Garis cerita dalam film Madina dipaparkan dengan detail sebab jiwanya berada di sana. Respons yang diberikan oleh karakter utama maupun karakter pendukung, dalam menyikapi kekerasan seksual adalah pantulan dari realitas itu sendiri.
Ada yang diam, ada yang menerima, dan ada yang pura-pura tidak mengetahuinya. Ada yang melanjutkan hidup tanpa tahu ke mana harus berlari, dan ada yang menawarkan kehangatan kala tak menemukan rumah pelarian untuk diri sendiri.
Realitas yang lain adalah bahwa kekerasan seksual bisa terjadi kepada siapapun dan dilakukan oleh siapapun. Mengapa disebut realitas? Sebab film ini mengambil kisah nyata dari aktris utama Madina, Madina Akylbekova.
Madina Akylbekova menjelaskan bahwa memerankan karakternya sendiri sebagai seorang penyintas kekerasan seksual, melibatkan emosi-emosi pribadi. Namun emosi-emosi tersebut berhasil ditempatkan dengan tepat, sesuai dengan pesan yang dibawa oleh film ini.

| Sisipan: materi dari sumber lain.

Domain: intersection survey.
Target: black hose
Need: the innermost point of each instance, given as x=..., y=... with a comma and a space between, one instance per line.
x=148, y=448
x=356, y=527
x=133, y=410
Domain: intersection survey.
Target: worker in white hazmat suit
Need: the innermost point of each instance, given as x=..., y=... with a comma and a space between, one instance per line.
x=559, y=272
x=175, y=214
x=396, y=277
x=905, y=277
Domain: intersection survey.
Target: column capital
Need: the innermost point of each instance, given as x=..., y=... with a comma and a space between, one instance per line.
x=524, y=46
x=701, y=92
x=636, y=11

"Ini bukan tentang aku. Ini tentang banyak perempuan, yang bisa kita dukung, yang bisa kita beri keberanian untuk bersuara," terang Madina Akylbekova kepada Suara.com pada Minggu (24/11/2024) lalu.
Pengambilan gambar serta penataan emosi pun tidak bisa dipisahkan dari peran sang sutradara sekaligus sahabat Madina, Aizhan Kassymbekova. Sedari awal, Aizhan menetapkan batas bagi Madina sebagai seorang pemilik kisah dan seorang karakter.
"Aku memperlakukan Madina sebagai seorang sutradara, bukan seorang teman (ketika mengarahkan adegan)," ungkap Aizhan.
Walaupun begitu, Madina sebagai pemilik kisah turut diizinkan menyertakan putri kandungnya di dalam film. Berakting dengan putri sendiri menjadi bagian tersulit bagi Madina.
"Adegan pertama adalah ketika aku harus berakting dengan putriku. Kemudian ada adegan di mana aku berenang di dalam lautan dan mencoba melepaskan emosi yang ada. Itu adalah dua adegan tersulit yang kulakukan," sambung Madina.
Film Madina tidak membawa pulang penghargaan dalam agenda Alternativa Film Awards and Festival ke-2 di Yogyakarta. Namun film ini meraih sejumlah penghargaan dalam ajang lain.
Madina memenangkan Best Narrative Feature Award di Philadelphia Asian American Film Festival dan Special Recognition di VC Film Fest. Madina sempat dimasukkan ke dalam Official Selection di Tokyo International Film Festival dan Los Angeles Asian Pacific Film Festival.
Film ini menjadi film panjang kedua Aizhan Kassymbekova usai Fire (2021) lalu dan dibiayai secara independen. Sementara Madina Akylbekova pernah membintangi ToyiHana (2021).
Film ini direkomendasikan untuk kawan-kawan Suara.com yang berkecimpung/memiliki ketertarikan pada isu kekerasan seksual. Tisu sekaligus direkomendasikan untuk disiapkan sebelum menikmati Madina.